Where have you gone, Burt Lancaster, and why’d you take most of the cool shit with you?

She hung up the phone, walked toward me, completely out of place among the brass fixtures and red Orientals, marble floors and people in silks and linens and Malaysian cotton, in her faded white tank top, gray shorts, and Nike thongs, no makeup, smelling like Murphy’s Oil Soap, and all she had to do was give me that loopy grin she was giving me now, and I was pretty certain I’d never seen anyone look half as tremendous.

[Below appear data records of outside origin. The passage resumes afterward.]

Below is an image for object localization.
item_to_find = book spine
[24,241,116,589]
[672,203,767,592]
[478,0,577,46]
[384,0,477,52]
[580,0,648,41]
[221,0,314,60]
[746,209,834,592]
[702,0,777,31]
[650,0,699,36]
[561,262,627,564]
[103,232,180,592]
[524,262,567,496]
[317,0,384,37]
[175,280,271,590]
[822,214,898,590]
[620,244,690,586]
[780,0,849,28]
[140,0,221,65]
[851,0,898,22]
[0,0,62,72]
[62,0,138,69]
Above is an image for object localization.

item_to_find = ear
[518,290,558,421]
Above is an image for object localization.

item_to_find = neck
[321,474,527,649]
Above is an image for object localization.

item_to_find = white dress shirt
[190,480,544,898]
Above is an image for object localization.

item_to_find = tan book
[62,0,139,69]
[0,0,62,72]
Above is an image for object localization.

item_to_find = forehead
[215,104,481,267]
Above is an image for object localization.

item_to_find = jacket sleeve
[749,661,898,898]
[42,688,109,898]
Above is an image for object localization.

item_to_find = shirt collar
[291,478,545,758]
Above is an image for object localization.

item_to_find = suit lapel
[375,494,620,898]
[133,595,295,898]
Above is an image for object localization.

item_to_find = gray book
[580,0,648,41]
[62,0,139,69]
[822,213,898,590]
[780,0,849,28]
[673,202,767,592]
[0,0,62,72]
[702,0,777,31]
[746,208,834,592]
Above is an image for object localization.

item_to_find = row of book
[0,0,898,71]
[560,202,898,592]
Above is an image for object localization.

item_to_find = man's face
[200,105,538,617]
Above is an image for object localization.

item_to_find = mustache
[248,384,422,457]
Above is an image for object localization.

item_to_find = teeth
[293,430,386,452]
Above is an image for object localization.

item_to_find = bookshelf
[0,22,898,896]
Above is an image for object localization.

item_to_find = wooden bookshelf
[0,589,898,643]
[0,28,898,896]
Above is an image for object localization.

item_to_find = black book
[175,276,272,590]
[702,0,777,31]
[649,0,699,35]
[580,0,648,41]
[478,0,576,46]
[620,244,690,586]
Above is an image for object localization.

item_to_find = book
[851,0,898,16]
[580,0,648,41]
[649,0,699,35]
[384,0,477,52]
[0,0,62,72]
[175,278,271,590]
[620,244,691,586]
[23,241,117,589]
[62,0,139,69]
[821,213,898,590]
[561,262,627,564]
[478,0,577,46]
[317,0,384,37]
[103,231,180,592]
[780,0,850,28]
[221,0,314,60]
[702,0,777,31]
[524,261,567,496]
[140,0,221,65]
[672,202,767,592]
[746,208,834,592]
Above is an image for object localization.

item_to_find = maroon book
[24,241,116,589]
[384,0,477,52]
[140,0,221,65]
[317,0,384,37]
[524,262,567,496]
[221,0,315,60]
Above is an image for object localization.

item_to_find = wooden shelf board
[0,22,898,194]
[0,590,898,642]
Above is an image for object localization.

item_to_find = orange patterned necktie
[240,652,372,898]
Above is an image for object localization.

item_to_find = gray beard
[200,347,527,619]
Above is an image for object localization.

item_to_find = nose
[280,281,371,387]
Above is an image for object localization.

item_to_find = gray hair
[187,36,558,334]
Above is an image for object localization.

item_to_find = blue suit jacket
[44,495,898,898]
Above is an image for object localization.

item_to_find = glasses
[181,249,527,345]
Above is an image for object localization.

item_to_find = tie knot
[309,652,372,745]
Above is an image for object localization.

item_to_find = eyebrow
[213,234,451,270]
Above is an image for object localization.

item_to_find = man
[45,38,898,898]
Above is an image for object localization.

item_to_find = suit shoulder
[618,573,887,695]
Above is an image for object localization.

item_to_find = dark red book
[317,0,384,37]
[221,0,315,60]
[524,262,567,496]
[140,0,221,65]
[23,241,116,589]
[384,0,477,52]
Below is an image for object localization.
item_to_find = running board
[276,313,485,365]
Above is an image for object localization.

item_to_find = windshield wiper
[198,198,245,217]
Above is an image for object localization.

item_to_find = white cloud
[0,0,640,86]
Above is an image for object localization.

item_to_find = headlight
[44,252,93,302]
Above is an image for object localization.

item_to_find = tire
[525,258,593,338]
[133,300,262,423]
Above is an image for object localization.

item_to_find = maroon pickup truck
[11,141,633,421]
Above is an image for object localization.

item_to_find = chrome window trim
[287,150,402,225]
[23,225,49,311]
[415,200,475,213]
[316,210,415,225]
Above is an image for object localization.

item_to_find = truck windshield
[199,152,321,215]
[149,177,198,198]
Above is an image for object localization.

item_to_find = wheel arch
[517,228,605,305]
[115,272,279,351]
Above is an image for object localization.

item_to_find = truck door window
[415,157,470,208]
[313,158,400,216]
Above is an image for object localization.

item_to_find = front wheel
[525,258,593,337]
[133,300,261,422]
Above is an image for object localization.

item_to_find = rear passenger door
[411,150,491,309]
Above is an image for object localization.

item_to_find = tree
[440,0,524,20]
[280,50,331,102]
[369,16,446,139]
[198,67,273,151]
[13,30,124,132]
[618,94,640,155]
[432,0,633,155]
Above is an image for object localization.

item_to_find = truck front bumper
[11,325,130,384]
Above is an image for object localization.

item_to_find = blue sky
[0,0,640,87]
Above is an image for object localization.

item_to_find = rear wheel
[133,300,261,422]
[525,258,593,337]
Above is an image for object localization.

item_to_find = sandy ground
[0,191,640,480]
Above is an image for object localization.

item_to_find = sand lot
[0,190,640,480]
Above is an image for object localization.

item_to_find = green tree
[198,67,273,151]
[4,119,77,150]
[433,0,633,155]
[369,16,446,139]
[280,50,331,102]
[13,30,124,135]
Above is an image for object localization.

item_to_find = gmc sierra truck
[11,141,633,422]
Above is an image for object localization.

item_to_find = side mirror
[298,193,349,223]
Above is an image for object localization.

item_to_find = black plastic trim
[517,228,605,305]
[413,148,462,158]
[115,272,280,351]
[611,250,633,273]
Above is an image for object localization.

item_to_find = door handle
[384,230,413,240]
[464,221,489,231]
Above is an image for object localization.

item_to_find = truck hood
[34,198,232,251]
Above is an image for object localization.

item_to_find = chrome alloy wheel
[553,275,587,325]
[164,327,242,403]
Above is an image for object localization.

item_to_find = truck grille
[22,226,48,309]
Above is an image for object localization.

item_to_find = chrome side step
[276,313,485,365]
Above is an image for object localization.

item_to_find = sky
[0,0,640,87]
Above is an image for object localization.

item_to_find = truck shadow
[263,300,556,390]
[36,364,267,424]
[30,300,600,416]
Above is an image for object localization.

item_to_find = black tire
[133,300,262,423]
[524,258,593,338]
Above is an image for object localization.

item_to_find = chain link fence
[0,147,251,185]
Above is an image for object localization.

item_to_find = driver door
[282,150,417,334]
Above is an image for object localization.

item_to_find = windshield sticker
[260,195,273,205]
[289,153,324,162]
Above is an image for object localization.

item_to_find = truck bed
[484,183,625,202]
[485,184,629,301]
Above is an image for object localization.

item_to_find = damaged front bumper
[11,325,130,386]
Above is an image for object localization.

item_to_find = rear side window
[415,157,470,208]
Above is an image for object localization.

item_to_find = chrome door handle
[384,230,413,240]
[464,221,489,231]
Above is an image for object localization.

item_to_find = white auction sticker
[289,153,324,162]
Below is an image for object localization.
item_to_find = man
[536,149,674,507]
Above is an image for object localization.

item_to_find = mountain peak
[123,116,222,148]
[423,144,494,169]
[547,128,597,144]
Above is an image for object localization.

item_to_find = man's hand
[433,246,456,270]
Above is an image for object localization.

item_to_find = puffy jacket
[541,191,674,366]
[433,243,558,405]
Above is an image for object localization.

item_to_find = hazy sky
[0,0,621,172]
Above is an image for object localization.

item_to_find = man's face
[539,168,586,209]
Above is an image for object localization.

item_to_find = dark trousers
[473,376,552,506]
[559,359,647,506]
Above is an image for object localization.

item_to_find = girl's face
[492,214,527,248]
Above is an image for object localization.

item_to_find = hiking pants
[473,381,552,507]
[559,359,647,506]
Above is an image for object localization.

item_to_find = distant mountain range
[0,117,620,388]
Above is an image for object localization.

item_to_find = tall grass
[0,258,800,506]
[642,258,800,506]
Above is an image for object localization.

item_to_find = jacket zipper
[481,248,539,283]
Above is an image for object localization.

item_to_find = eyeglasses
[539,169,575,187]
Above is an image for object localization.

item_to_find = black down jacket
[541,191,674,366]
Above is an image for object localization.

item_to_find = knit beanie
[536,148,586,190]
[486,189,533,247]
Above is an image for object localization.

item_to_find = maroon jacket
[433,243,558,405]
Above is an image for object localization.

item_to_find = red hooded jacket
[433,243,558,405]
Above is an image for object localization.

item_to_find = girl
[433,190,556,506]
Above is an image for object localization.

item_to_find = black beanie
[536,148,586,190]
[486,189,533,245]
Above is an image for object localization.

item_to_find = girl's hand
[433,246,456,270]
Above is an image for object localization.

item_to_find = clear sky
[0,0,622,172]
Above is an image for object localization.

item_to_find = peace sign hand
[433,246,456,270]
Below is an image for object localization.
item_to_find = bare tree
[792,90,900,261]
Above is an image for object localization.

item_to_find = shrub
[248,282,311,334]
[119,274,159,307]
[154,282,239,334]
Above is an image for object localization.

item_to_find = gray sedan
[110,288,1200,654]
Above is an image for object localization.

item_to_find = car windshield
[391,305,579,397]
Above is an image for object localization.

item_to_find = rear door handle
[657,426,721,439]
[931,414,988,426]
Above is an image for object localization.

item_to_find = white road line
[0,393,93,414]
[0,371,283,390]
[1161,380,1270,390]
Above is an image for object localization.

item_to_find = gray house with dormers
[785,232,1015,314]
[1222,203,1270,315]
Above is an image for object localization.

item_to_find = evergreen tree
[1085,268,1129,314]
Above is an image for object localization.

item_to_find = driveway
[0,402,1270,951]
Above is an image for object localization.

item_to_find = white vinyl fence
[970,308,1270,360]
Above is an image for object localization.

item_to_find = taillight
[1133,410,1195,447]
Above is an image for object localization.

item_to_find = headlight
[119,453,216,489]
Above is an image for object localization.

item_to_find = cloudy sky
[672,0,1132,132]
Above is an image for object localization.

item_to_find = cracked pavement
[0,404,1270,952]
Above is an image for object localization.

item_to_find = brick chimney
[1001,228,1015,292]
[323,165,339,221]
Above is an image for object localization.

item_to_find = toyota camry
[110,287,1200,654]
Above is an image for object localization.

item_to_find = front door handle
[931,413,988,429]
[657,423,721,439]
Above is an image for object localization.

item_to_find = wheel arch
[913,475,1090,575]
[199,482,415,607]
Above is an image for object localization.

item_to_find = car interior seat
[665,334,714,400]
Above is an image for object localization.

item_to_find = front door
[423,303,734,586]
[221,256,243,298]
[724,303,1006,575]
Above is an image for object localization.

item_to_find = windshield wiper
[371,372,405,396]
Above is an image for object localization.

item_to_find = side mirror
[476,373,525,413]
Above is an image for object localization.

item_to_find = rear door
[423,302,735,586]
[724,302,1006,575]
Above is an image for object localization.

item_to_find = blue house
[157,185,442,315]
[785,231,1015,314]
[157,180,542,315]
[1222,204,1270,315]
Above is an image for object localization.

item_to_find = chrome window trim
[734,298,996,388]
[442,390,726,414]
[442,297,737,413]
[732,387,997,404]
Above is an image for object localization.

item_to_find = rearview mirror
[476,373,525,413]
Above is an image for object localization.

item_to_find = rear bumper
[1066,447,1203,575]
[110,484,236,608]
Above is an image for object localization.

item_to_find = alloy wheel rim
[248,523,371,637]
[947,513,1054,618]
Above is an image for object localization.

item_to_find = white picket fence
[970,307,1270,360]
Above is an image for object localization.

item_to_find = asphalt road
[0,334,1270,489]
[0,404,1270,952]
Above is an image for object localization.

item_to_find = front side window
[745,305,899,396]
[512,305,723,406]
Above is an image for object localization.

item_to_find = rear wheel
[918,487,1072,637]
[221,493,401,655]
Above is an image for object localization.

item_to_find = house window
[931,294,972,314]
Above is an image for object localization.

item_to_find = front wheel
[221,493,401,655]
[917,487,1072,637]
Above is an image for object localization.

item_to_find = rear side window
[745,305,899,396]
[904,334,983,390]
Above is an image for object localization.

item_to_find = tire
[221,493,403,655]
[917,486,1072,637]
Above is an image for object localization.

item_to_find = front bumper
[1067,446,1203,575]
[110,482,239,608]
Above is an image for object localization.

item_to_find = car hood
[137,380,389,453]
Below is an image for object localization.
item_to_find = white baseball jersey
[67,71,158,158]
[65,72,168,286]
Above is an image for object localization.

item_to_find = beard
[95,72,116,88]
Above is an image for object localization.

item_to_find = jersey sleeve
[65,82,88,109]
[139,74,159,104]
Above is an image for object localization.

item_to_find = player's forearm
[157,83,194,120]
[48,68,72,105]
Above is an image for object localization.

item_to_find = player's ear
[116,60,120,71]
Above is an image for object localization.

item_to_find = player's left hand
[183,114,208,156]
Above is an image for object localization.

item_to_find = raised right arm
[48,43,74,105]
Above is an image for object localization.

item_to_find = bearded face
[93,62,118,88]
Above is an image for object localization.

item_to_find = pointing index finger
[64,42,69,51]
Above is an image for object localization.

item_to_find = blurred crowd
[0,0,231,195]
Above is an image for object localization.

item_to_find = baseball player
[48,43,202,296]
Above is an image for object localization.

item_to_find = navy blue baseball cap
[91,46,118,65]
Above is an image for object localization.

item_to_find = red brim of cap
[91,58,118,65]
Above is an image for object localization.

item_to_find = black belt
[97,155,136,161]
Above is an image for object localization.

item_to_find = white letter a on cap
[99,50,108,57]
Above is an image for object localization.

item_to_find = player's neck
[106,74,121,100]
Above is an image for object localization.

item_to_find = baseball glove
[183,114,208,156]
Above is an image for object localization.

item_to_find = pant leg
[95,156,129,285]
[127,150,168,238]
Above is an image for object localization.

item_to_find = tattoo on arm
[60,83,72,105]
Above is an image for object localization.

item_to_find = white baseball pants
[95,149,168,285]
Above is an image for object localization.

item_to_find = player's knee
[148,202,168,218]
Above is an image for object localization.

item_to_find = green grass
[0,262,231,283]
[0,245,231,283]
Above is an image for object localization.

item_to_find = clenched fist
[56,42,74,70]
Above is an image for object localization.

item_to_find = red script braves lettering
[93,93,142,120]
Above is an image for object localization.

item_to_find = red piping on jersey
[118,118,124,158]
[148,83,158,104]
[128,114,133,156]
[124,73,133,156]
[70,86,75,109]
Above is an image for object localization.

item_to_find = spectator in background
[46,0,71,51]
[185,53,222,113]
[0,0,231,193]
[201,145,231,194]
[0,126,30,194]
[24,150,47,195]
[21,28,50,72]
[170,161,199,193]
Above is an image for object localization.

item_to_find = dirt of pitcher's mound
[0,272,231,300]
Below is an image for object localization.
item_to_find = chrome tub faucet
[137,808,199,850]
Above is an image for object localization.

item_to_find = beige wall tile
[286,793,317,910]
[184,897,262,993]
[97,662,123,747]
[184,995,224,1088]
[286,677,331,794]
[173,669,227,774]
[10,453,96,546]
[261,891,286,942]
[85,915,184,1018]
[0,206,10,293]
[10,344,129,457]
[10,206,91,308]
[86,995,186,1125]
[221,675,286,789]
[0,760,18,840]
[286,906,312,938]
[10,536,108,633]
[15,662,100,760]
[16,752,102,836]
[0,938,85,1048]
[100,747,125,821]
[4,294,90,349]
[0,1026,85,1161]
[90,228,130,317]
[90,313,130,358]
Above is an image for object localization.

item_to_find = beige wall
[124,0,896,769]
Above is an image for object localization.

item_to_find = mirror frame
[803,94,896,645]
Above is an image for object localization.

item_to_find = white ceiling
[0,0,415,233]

“Looks like you’ll live,” she said. “He said to give him the weekend, steer clear of Stevie till then.”

“What’d it cost you?”

She shrugged, started heading for the exit. “I got to make him a plate of chicken piccata next time he’s up this way and, oh yeah, make sure Luca Brasi sleeps with the fishes.”

“Every time you think you’re out,” I said.

“They pull me back in.”

24

On Monday we went to work in earnest. Angie planned to spend the day trying to contact a friend at the IRS in Pittsburgh, see if she could get any hits on Wesley Dawe’s revenue info for the years before he disappeared, and Bubba promised he’d try the same with a guy he knew at the Massachusetts Department of Revenue, though he seemed to remember something shady happened concerning his friend but couldn’t recall what that was.

I used the computer in the office to search the Net’s national phone books and any other databases I could think of. Typing in Wesley Dawe over and over and over and getting nothing, nothing, and nothing.

Angie’s friend at the IRS kept her hanging all afternoon, and Bubba never called to report on his progress, and finally, sick of brick walls, I drove downtown to check out Naomi Dawe at the Hall of Records.